Battaglia è stato nominato pochi mesi fa da Papa Francesco al posto di monsignor Crescenzio Sepe e, fin dall’inizio del suo mandato, ha indirizzato l’operato della Chiesa napoletana a favore delle persone più fragili e povere. Questo percorso non può prescindere dal “dovere della denuncia del male sociale”, una piaga che peggiora in maniera esasperata le condizioni di vita del genere umano. Il vescovo immagina che al suo fianco ci siano le istituzioni, le quali, per venire incontro alle esigenze del sud, della Campania e di Napoli, devono saper operare “scelte politiche e amministrative all'altezza della loro sete di speranza e del loro sogno di riscatto. Un dovere verso le nuove generazioni”.

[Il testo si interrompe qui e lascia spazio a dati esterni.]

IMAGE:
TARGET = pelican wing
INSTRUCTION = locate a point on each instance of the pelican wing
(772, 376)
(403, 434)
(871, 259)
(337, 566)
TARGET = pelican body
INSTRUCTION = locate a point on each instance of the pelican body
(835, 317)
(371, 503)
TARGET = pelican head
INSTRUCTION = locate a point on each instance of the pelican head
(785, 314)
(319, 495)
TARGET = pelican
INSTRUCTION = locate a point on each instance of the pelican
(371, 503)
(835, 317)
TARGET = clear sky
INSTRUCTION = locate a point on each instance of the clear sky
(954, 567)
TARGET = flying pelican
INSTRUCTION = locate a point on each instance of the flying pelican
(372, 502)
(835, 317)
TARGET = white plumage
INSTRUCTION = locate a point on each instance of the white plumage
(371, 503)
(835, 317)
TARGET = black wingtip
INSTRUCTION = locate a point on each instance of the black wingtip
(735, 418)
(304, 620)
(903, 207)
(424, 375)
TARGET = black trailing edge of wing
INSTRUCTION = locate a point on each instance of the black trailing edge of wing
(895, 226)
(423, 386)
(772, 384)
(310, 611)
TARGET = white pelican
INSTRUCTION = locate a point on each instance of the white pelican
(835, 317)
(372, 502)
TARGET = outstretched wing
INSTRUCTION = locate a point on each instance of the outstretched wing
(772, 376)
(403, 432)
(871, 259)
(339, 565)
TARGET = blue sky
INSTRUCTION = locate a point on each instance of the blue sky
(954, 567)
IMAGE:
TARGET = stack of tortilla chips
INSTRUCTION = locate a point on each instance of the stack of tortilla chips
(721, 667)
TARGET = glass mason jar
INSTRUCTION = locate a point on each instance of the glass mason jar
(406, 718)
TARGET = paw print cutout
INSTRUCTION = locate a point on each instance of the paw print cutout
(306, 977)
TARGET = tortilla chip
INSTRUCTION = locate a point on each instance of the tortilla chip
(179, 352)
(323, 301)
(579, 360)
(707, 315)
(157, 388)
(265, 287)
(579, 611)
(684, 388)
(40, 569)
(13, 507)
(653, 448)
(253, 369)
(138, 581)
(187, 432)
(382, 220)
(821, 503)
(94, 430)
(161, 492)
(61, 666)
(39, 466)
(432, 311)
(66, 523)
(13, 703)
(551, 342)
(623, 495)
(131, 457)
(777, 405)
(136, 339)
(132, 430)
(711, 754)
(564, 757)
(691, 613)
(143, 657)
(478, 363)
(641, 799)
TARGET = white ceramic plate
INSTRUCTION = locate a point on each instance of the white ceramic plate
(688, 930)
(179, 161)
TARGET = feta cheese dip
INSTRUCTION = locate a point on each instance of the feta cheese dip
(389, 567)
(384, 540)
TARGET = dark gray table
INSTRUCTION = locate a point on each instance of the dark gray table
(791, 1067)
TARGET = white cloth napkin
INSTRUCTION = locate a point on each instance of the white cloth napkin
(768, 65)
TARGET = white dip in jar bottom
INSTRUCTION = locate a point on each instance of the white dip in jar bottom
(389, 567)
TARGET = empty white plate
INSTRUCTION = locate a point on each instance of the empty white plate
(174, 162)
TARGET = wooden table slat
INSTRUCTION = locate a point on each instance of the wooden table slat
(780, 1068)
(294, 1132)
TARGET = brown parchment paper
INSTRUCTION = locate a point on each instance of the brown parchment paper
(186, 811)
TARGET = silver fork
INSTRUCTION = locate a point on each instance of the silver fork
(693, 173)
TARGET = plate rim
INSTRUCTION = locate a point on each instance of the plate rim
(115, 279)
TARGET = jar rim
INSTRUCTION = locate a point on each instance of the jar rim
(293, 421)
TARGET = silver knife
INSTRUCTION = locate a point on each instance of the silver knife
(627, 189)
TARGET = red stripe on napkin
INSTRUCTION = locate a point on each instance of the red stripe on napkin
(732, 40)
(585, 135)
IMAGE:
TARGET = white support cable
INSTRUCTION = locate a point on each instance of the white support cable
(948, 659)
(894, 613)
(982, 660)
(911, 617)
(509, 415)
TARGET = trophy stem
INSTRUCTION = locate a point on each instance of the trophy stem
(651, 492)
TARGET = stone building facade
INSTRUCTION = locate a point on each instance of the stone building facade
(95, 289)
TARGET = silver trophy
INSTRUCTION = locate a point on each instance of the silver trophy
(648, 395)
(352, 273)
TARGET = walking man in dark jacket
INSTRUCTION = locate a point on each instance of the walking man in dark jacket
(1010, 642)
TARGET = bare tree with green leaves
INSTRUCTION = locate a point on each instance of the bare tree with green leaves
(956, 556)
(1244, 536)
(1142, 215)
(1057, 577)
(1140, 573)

Qualche settimana fa monsignor Battaglia ha scritto una lettera molto accorata in cui si è rivolto direttamente ai camorristi, ricordando loro che sono uomini come tutti gli altri.“Napoli – ha evidenziato il vescovo – la sta uccidendo la camorra e il malaffare, con la violenza e la crudeltà di coloro che hanno dimenticato di essere umani. Ma anche l’indifferenza di chi si volta dall’altra parte e lascia fare agli altri, i Pilato dei nostri tempi.
Napoli viene uccisa anche dalla scarsa attenzione della politica, nazionale e locale, che pare essersi abituata al sangue versato in terra partenopea, considerandola alla stregua di un paese in guerra”.